Notes on indexing YouTube math channels


Off the top of my head, these are the types of channels I've encountered:

Channels where we want to pick out what videos to keep.

Channels where we want to pick out which videos to exclude. For example, most of Eddie Woo's channel consists of high-quality math videos, but there are a few promotional videos, which we would like to exclude.

Channels where we want to pick out just a few playlists. Maybe only a few playlists are dedicated to math, and all other videos are non-mathematical. For example, a university might publish lots of videos, each belonging to a course playlist. Some of those courses are math related, but most are not.

Channels where videos or playlists are titled according to some sort of pattern. The pattern can be detected by matching the title against a regex. In case the titles can't be matched against a regex, or using a regex would be difficult, we could pass the title to a total predicate instead.

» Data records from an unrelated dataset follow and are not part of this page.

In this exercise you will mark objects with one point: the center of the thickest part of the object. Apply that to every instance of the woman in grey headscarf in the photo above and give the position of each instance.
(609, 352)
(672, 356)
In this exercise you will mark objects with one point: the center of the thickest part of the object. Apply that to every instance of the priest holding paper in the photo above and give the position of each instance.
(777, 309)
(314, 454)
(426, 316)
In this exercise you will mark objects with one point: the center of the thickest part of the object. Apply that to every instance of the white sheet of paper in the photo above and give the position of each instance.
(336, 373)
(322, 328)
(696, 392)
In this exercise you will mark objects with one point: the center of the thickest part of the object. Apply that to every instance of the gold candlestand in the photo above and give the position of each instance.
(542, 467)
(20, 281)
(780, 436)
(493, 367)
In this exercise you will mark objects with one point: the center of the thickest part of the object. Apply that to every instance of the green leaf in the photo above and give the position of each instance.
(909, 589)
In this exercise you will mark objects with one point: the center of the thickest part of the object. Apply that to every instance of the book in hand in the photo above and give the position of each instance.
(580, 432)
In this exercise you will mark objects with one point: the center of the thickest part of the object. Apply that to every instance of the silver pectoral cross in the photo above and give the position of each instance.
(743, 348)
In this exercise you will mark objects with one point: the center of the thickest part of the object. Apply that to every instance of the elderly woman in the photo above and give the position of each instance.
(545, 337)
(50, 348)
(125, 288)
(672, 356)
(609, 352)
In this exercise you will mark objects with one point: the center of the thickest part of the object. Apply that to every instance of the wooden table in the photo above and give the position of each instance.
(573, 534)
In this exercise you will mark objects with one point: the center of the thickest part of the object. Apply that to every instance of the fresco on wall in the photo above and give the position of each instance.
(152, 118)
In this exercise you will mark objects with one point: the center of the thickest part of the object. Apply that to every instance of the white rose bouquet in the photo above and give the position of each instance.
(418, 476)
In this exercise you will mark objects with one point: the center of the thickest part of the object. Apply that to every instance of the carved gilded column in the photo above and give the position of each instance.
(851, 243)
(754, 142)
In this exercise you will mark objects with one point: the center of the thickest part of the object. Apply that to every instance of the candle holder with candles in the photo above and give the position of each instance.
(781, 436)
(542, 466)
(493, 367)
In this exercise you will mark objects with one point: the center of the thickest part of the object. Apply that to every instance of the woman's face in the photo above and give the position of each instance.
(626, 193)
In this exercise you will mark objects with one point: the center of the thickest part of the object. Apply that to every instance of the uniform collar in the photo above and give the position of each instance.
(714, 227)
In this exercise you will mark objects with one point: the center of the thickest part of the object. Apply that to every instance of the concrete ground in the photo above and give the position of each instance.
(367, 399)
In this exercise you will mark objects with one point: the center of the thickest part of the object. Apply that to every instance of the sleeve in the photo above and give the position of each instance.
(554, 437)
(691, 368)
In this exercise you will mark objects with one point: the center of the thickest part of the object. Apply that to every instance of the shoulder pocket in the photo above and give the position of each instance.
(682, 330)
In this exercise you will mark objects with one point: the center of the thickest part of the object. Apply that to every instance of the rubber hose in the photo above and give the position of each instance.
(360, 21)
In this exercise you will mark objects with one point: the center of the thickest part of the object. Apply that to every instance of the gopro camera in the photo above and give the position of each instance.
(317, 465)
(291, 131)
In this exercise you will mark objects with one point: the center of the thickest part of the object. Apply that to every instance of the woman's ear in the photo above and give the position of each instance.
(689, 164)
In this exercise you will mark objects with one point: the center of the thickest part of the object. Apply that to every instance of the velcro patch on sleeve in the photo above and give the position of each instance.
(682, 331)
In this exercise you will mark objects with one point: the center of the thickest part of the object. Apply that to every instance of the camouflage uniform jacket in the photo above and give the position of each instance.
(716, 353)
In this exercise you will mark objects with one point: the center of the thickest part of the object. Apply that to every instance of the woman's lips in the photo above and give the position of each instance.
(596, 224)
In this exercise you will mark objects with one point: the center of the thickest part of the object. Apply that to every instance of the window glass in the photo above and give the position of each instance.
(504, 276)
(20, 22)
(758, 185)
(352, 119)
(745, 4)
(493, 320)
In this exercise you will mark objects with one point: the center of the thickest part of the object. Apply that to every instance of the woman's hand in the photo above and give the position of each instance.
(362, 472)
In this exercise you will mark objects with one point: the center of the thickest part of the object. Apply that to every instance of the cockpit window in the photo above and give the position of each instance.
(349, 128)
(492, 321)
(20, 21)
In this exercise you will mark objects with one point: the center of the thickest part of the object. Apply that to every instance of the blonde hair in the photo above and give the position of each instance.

Each channel could have a set of commands, where each command is either a name, or name-value pair. The include commands would be executed first, then the exclude commands.

include_video: yt_video_id
include_playlist: yt_playlist_id
include_all_playlists
include_videos_by_regex: regex
include_playlists_by_regex: regex
include_videos_by_predicate: predicate
include_playlists_by_predicate: predicate
include_all_videos
exclude_video: yt_video_id
exclude_playlist: yt_playlist_id
exclude_video_by_regex: regex
exclude_playlist_by_regex: regex